In [None]:
# !pip install --quiet shap==0.39

### SHAP with transformers

This is a notebook providing a quick tutorial for loading and investigating the explainability of PLMs given a classification task such as sentiment using SHAP. Any classification task can be used really and *ideally*, the model should have been trained on that particular classification task.
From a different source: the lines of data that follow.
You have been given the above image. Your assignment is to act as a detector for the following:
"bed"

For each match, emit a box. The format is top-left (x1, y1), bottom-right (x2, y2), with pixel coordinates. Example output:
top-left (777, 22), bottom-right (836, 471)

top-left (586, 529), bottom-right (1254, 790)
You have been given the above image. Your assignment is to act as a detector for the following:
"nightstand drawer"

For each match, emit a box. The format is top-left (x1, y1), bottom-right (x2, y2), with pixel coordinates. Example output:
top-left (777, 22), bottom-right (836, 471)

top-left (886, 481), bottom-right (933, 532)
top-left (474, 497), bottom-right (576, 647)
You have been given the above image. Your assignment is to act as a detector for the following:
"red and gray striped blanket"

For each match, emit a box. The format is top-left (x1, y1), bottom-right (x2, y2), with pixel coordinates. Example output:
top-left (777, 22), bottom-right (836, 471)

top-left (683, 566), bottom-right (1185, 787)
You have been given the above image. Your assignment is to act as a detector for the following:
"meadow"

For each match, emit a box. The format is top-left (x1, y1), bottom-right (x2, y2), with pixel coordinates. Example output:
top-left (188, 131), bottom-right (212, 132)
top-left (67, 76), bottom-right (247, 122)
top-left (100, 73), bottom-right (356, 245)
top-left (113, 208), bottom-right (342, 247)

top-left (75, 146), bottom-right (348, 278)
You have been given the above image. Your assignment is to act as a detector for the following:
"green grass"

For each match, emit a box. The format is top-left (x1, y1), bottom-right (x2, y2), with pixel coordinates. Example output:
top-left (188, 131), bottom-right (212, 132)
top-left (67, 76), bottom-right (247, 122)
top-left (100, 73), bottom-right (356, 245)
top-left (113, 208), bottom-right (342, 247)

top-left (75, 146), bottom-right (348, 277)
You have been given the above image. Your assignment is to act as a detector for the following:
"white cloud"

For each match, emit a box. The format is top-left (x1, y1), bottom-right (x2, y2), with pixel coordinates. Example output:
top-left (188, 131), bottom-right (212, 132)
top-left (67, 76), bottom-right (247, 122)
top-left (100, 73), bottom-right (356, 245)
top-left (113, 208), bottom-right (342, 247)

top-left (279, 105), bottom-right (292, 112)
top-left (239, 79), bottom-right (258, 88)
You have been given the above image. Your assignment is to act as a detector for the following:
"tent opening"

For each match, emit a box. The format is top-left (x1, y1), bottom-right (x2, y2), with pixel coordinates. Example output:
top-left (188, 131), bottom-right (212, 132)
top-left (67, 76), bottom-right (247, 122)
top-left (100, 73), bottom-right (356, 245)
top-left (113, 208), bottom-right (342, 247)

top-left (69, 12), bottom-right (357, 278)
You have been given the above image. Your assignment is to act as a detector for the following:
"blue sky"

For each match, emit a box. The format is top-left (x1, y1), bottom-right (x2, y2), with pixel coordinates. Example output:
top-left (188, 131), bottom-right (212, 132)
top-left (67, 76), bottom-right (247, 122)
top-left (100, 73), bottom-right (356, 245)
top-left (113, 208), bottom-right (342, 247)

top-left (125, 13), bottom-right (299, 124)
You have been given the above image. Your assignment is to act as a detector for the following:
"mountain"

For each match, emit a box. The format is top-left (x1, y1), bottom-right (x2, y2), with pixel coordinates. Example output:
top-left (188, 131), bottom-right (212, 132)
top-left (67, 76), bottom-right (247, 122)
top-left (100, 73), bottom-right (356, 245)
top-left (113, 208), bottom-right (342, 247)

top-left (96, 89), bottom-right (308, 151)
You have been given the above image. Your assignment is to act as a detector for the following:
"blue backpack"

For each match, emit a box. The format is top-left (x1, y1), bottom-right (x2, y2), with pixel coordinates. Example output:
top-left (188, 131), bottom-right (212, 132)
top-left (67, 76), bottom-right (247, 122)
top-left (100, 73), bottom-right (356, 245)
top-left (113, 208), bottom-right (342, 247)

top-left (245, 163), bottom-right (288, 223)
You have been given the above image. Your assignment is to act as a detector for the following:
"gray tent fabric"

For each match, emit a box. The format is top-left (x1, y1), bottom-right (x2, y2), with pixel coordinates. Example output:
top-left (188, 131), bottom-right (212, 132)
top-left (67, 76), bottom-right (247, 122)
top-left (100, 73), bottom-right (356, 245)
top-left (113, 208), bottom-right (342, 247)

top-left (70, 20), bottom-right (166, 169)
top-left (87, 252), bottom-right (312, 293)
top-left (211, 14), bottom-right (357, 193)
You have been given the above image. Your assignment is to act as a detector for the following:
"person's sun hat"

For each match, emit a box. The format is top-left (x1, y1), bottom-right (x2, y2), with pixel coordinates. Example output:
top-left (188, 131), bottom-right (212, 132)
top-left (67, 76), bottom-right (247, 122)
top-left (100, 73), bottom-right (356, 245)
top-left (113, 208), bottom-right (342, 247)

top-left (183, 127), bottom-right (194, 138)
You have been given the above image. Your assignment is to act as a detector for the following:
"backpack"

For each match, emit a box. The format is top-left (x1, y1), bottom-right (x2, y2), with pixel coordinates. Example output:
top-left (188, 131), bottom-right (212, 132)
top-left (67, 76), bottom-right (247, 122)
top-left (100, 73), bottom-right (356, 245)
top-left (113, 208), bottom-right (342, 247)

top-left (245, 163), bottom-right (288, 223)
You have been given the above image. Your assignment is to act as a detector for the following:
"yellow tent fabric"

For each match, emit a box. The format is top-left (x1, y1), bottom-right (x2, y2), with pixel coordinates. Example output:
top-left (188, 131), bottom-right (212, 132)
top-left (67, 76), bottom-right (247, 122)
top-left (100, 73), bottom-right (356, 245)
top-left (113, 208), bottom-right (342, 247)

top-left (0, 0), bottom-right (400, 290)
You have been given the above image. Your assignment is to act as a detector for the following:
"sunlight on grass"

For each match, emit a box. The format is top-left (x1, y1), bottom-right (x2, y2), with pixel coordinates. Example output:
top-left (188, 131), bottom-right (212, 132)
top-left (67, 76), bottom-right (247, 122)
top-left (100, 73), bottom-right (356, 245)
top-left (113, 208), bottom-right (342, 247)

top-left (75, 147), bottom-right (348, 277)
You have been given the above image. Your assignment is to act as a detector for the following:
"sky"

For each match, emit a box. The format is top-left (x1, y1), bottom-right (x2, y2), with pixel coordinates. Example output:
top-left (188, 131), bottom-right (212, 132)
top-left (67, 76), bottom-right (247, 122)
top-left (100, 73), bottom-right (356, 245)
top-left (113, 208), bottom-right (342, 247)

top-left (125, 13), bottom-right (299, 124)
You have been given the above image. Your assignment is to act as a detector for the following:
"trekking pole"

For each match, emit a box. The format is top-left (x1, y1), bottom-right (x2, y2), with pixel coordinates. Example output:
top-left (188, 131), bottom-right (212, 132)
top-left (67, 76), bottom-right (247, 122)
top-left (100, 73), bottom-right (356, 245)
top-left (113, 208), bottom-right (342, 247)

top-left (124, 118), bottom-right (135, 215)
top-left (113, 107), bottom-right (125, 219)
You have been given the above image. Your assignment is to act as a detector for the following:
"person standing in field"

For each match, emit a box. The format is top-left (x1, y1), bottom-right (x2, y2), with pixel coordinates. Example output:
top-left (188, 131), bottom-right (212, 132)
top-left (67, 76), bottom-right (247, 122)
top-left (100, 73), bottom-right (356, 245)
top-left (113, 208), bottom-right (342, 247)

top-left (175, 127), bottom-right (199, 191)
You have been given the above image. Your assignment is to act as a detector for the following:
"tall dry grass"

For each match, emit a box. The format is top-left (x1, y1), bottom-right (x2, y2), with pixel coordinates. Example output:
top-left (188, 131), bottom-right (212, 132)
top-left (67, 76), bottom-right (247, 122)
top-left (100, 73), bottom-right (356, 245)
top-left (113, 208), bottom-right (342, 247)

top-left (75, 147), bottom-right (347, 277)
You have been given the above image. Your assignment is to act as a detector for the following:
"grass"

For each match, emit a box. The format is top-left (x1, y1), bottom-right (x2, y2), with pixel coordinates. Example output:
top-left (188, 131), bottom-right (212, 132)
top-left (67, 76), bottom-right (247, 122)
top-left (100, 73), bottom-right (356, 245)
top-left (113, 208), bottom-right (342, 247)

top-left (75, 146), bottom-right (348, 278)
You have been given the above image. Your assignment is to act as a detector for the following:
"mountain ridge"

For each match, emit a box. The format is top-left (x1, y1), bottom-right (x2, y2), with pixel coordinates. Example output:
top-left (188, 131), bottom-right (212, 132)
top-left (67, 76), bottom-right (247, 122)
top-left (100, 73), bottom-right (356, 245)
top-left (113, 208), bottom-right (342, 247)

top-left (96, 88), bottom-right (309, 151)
For more details on SHAP, see the package documentation [here](httsp://shap.readthedocs.io).




In [None]:
import argparse
import os
import sys
from datetime import datetime
from pathlib import Path

# import bios
import numpy as np
import scipy as sp
import shap
import torch
import transformers
from numpy.lib.histograms import _histogram_dispatcher
from torchnlp.encoders import Encoder
from torchnlp.encoders.text import stack_and_pad_tensors
from torchnlp.encoders.text.text_encoder import TextEncoder
from transformers import (
    AutoModelForSequenceClassification,
    AutoTokenizer,
    TextClassificationPipeline,
)

# from tokenizer import Tokenizer

# add the sys path for models
sys.path.append("../")

from models.transformer_plms.hf_transformer_classifier import IncidentModel

#### Using Trained Classifier from transformer AutoSequenceForClassification

In [None]:
# set ckpt path to model trained on the classification task of interest
model_dir = "./model/"  # your directory to be put here

In [None]:
# load model
model = AutoModelForSequenceClassification.from_pretrained(model_dir)
tokenizer = AutoTokenizer.from_pretrained(model_dir)

In [None]:
# can print model to check its class
model

##### If using the automodelforseqeunce classification can use transformers pipeline

In [None]:
# check the model label idx
model.config.id2label

The transformer pipeline will only work with models with the untouched AutoModel class...

In [None]:
# # using the transformers pipeline - set device=0 if cuda is wanted
pipe = transformers.pipeline(
    "text-classification", model=model, tokenizer=tokenizer, return_all_scores=True
)

In [None]:
# function


def score_and_visualize(text):

    """
    Function:
        Wrapper around the pipe class to return predictions and push through shap
        explainer
    """

    explainer = shap.Explainer(pipe)
    shap_values = explainer(text)

    shap.plots.text(shap_values)

In [None]:
# explain the model's predictions
example_texts = [
    "patient fell down and broke their leg",
    "severe breathing problems",
    "no idea",
]

explainer = shap.Explainer(pipe)

In [None]:
# test on some examples
shap_values = explainer(example_texts)

Visualize the impact on all the output classes

In the plots below, when you hover your mouse over an output class you get the explanation for that output class. When you click an output class name then that class remains the focus of the explanation visualization until you click another class.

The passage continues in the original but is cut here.